Pain in Book's right arm began his sophomore year of high school.
"They diagnosed it initially as a partial tear and so that's what we thought it was. We tried multiple things that the doctor said would help a partial tear and none of it ended up working," Book said.
The multi-sport athlete knew surgery would mean throwing again, but he did not want to sit on the sideline during baseball and basketball season.
Even though Book wasn't able to pitch, he became a designated hitter for Lafayette. He struck out three times his senior year and received offers from several colleges to be play baseball as a designated hitter.
Book's baseball coaches at Lafayette said it was tough seeing their star player not be able to throw or pitch like they knew he yearned to do. They made the decision to have Book return to defense his senior year.
"We decided to have him play first even though he can't make hard throws. That was better than him not being on the field," Book's former Lafayette coach Jason Hale said.
Book's injury gave him no issues when it came to shooting and dribbling on the hardwood. His basketball skills as a shooting guard only led to more college offers.
Choosing between the two sports wasn't an easy decision for Book.
"The injury left a bad taste in my mouth. I didn’t want my baseball to end like that," Book said. "That motivated me to play baseball."
The 18-year-old made his decision after graduation to undergo surgery in hopes of furthering his baseball career.

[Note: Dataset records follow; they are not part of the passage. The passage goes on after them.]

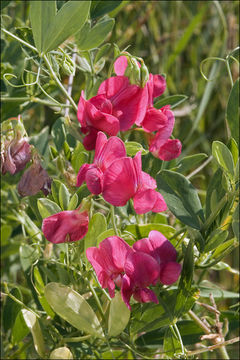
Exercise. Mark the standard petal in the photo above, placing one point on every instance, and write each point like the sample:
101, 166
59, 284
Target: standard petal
65, 226
94, 178
170, 150
145, 295
154, 120
120, 65
119, 182
142, 268
170, 273
148, 200
82, 174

Nearing Book's surgery, his doctor informed him that the injury was worse than a partial tear. Book had teared his ulnar collateral ligament, which is the major stabilizer of the elbow.
In hopes of fixing the injury, Book underwent ulnar collateral ligament reconstruction, also known as Tommy John surgery, last month. During the surgical procedure, Book's healthy tendon in his left arm was extracted and used to replace his right arm's torn ligament. The healthy tendon is threaded through holes drilled into the bone above and below the elbow.
Book said the two-hour procedure went better than he had expected.
"I've never had surgery before, so I was a little scared, but the doctors said it went pretty well," Book said.
His biggest challenge right now is remaining patient.
"The doctors told me month four or five it'll feel good, but I still can't throw hard," Book said. "Staying patient and staying in the process is the toughest thing."
The future college student decided to attend his freshman year at Missouri Western beginning this fall. He will continue to go to physical therapy near Kansas City while taking general education courses in St. Joseph. Book then plans to attend a junior college and continue his baseball career.
"If anyone young person with this injury could come back and be a hundred percent next season, it’s Ike Book," Hale said.
Book expects to throw again in nine months, but admits it will be closer to 15 months until he is 100 percent recovered.
Though a long process, Book is determined to make it all worth it.
"The doctors almost guarantee me it'll be like new arm so I can’t ask for anything more than that," Book said. "That’s pretty awesome to throw again and maybe even pitch."